3. Build Good Relationships
Develop positive relationships with school personnel, to the greatest extent possible. Ask questions. Ask your child's team to explain things you do not understand. Don't assume you should know something just because it seems everyone else around the table does. 
If a meeting is not productive, ask for it to be rescheduled or take a ten minute break.  If you feel a meeting may be adversarial, you can take an advocate with you to be another set of ears for you.  The main thing is to control your emotions.  In more cases than not, everyone in the meeting wants what is best for the special needs student.  The paths that are taken may be the sticking point. 
4. Document Issues & Concerns
This is an area, in my experience as a principal and parent, people usually neglect.  Documentation is critical for parents.  If you have a concern, don't let it go just because the meeting is over or you feel "outnumbered."  Remember, you are a part of a TEAM of people serving your child.  Ask that items and issues you feel strongly about be documented in the meeting summary or notes.
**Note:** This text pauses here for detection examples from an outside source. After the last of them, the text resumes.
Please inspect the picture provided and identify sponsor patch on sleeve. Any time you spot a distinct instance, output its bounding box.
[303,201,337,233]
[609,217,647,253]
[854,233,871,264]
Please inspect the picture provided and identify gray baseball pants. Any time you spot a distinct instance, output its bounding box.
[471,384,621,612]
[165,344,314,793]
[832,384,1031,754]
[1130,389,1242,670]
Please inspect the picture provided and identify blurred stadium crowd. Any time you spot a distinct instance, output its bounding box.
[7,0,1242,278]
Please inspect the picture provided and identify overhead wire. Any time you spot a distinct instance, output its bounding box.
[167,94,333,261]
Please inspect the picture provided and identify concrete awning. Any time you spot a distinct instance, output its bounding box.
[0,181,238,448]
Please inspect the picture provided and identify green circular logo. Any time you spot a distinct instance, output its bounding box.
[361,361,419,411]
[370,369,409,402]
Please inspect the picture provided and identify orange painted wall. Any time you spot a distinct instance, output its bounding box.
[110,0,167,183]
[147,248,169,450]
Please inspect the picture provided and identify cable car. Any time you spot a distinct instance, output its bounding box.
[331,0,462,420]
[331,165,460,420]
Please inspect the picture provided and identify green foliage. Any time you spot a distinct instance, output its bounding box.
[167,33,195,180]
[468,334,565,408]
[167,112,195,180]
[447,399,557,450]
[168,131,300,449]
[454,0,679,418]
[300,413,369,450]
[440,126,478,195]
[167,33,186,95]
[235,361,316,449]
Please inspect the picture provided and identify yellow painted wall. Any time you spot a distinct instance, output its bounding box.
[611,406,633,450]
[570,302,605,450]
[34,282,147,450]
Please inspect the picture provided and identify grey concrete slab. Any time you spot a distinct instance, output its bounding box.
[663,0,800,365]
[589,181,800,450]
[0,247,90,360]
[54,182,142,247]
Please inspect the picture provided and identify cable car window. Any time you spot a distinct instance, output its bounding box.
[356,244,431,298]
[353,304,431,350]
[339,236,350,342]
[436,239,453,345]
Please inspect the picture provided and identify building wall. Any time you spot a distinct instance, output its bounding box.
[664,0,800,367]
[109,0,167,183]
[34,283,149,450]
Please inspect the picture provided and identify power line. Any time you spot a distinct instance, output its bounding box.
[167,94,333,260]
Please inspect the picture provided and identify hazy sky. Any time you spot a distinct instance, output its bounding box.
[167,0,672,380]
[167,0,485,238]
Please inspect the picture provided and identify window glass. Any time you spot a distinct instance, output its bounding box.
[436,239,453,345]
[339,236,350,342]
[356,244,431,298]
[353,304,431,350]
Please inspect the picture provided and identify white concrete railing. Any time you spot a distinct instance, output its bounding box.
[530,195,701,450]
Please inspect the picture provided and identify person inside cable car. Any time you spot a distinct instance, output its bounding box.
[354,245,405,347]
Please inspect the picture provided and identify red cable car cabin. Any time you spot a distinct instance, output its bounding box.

Review the summary before you leave the meeting. Then be sure you see it in the meeting minutes or the IEP final document.  Know your rights about amending your child’s records.

The bottom line is that your child's education and well being are the focus of any IEP meeting.  A parent is a critical member of the IEP team.  As a parent, you may feel you need someone with you to help support you as you advocate for your child.  This is okay.  Seek someone who can be an extra set of ears and eyes for you.  Seek someone you can count on to help you maintain emotional control and help you document the meeting minutes.

Leslie Seid Margolis, Esq. is a managing attorney with the Maryland Disability Law Center (MDLC), a private, non-profit organization staffed by attorneys and paralegals. MDLC is the Protection and Advocacy organization for Maryland. Much of this article was taken from an article of hers found in a Wright's Law bulletin.